About 100 BBC Monitoring jobs to be axed amid £4m cuts
- Published
At least 98 jobs at the BBC Monitoring department are to be cut ahead of a £4m reduction in funding.
The department, which has 320 staff, analyses local media from 150 countries in 100 different languages, but the operation is to be scaled down.
The World Service said the Mazar-i-Sharif bureau in Afghanistan will be closed and new bases will open in Istanbul and Jerusalem.
The team will relocate from Caversham Park in Reading, its base since 1943.
The BBC said it would begin consultations with unions shortly.

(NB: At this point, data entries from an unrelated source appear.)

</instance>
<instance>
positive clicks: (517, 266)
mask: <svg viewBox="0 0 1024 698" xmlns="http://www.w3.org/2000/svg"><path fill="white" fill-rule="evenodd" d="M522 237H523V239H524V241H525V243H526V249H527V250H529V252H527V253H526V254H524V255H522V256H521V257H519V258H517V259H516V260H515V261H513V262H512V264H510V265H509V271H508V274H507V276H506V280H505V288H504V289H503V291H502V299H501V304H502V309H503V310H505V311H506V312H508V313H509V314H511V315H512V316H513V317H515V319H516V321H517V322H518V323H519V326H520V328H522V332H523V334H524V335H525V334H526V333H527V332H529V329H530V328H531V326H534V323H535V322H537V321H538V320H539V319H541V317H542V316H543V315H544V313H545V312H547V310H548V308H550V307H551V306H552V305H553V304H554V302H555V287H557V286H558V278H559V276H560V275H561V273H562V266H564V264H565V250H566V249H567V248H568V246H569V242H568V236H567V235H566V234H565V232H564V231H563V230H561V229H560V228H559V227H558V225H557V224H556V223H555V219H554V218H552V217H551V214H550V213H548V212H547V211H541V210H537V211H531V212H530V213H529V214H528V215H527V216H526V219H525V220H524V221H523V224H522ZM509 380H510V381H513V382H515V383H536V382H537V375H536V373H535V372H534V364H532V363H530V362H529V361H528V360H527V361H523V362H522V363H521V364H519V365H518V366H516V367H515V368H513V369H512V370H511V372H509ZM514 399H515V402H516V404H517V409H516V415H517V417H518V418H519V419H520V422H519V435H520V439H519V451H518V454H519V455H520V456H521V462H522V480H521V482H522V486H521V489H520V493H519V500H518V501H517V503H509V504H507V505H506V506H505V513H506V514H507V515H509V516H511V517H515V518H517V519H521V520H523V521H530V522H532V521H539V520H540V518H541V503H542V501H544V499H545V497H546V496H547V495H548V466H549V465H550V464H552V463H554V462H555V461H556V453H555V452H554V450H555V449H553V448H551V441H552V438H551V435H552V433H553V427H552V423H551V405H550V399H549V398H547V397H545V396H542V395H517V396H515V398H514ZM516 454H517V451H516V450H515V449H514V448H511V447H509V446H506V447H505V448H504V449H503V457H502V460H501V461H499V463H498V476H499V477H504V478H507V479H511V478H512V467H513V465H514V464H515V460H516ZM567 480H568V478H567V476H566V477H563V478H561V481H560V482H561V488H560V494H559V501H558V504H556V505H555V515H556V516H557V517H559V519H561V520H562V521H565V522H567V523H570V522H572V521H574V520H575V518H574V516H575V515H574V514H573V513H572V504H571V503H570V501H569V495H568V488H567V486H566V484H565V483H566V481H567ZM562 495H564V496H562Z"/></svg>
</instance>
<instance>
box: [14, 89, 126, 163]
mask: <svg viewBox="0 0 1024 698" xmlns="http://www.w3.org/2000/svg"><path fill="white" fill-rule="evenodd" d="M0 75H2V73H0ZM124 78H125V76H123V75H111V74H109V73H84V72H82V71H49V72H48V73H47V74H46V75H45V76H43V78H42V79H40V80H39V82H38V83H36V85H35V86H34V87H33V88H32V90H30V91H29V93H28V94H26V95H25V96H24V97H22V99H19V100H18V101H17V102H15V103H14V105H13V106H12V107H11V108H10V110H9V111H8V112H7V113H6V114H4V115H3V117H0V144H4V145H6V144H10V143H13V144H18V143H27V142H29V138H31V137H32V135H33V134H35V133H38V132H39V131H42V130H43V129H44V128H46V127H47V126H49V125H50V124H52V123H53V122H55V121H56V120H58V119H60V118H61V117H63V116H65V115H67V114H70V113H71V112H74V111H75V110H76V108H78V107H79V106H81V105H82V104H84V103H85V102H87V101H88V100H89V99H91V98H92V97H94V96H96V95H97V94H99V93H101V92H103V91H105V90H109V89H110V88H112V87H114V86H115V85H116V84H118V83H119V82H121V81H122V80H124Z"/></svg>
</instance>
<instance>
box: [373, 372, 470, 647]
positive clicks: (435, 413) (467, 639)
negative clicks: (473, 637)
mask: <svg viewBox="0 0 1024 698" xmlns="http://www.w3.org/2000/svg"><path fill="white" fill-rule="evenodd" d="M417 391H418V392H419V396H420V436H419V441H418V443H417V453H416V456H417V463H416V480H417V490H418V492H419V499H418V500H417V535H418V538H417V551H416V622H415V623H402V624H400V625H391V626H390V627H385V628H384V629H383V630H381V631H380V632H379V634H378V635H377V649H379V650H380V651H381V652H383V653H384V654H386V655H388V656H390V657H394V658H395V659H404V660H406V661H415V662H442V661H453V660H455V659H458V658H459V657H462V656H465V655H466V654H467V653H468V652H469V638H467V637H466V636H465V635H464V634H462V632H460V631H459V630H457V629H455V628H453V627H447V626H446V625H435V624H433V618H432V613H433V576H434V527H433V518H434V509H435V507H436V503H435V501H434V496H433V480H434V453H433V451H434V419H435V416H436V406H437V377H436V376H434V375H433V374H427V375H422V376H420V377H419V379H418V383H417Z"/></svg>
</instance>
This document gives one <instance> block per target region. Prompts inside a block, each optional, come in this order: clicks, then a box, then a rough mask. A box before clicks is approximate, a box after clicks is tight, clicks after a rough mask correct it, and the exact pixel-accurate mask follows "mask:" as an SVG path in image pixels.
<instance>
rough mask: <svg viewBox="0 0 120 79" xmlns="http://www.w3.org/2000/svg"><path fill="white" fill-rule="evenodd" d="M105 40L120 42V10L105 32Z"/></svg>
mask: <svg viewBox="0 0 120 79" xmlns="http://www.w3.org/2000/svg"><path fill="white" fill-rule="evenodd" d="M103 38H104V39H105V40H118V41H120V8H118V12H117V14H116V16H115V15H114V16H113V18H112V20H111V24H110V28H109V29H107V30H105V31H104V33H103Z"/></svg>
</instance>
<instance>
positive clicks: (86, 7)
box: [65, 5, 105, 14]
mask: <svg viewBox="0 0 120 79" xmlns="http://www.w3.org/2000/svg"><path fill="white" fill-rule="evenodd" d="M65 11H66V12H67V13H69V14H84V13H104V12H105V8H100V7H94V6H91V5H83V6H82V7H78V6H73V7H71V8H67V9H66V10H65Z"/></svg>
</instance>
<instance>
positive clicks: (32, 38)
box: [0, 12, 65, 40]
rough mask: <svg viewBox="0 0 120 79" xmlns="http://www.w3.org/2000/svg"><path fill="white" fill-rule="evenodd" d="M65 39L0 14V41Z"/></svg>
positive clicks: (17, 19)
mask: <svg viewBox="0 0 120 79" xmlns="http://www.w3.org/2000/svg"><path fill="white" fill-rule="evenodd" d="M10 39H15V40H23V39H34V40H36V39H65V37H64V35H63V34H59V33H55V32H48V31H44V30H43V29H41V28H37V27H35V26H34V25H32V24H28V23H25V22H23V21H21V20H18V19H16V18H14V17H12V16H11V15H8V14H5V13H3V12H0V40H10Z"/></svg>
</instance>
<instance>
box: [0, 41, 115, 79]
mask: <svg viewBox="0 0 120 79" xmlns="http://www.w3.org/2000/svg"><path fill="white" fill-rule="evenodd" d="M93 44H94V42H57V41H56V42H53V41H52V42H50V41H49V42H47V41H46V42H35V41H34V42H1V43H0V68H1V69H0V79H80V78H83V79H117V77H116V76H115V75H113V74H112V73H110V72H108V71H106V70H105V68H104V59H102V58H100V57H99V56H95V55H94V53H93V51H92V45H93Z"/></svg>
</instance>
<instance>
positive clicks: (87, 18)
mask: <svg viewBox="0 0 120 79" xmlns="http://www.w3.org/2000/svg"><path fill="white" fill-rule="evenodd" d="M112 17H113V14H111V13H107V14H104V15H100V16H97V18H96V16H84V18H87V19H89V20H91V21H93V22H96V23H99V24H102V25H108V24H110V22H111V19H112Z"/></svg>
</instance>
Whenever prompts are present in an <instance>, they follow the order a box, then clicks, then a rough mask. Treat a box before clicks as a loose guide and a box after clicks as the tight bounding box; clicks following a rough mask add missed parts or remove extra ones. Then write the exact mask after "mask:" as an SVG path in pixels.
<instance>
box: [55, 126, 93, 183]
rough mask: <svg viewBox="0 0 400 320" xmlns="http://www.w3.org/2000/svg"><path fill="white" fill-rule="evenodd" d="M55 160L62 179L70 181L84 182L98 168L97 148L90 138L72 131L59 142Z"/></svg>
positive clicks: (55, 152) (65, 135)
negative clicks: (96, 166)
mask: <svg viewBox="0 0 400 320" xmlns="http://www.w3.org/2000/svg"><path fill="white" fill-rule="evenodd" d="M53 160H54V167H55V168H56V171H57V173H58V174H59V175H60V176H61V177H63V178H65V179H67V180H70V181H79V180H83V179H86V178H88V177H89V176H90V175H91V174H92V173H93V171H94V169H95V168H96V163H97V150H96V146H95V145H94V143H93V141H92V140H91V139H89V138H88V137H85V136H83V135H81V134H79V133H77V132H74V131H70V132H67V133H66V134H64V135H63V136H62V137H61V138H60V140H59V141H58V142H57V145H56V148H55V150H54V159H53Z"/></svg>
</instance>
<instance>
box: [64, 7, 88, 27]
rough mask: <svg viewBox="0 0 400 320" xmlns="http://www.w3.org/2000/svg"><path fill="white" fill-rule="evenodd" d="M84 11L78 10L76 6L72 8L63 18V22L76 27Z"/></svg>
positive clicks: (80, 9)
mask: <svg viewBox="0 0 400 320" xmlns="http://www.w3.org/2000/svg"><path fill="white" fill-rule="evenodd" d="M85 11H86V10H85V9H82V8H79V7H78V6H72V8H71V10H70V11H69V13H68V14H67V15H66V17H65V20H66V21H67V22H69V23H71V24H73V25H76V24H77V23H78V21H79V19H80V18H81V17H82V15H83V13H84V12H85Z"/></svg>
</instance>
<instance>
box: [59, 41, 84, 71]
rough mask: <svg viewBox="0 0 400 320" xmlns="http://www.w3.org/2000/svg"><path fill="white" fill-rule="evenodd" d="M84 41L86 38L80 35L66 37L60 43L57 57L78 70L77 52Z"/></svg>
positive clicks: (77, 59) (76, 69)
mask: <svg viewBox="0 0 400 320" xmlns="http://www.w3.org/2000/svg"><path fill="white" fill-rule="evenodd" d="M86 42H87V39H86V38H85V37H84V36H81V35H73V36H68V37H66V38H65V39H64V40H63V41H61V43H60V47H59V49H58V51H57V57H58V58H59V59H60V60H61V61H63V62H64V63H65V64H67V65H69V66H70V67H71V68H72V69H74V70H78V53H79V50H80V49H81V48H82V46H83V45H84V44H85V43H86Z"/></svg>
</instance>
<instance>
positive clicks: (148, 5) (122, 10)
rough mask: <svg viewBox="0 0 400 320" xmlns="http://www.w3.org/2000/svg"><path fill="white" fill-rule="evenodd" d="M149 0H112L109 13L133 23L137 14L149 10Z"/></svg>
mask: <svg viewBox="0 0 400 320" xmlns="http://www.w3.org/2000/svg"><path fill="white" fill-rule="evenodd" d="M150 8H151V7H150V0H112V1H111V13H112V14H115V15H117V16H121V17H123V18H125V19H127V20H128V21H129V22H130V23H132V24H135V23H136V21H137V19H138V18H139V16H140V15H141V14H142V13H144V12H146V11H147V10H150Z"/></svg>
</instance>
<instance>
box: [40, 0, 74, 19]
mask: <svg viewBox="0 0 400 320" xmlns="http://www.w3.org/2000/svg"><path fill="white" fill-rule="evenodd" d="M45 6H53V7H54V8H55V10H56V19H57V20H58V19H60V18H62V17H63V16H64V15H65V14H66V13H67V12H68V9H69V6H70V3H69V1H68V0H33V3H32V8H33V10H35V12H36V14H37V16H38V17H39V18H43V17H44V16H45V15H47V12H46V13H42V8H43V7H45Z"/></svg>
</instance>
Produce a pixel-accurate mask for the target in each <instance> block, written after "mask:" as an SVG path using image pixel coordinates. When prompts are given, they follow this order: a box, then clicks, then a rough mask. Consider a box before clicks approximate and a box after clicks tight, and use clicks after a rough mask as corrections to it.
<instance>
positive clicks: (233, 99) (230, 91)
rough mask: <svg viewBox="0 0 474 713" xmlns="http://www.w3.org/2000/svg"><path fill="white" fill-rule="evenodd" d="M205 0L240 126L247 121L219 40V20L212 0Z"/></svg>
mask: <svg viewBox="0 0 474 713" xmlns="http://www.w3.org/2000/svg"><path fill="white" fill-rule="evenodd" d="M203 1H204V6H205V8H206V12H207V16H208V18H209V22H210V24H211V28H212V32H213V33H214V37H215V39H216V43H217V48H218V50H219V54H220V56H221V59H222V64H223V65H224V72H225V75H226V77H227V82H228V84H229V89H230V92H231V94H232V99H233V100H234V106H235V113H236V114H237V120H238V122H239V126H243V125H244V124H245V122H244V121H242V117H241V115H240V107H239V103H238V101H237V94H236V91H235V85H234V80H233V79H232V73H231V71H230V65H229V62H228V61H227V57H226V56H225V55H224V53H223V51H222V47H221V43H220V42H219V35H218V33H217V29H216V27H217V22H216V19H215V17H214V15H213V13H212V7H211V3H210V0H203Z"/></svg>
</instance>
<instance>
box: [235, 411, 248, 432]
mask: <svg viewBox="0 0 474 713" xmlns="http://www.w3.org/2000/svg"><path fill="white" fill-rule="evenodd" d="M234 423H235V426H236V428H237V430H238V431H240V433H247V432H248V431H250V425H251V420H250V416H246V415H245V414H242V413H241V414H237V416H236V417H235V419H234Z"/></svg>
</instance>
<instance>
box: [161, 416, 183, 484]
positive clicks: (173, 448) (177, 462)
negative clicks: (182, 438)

The loss of jobs will mean a reduction of nearly a third.
It is understood that the service's new headquarters will be based in London.
At least 65 jobs in the department are being cut in the Reading office.
What is BBC Monitoring?
BBC Monitoring was set up in 1939 to tap into foreign broadcasts and propaganda during the Second World War
The service was independent from the BBC, and paid for by the Ministry of Defence, the Foreign Office and the BBC World Service
Since its inception, it has provided coverage of the Cold War, the Yugoslav War and most recently, the Arab Spring
The service translates communications from 100 languages from 150 countries, with offices across the globe
In 2013 the service began being paid for by the licence fee
The service, which provides international content and communications to BBC News, governments and commercial clients, was previously funded by the UK government, but since 2013 it has been paid for by the licence fee.
World Service Group director Francesca Unsworth said: "Like all media organisations, BBC Monitoring has to keep pace with the new landscape of digital and social media.
"And, like the rest of the BBC, Monitoring needs to make savings."
The service's budget for 2016/17 was £13.2m, but £4m has been cut amid cost-cutting across the BBC.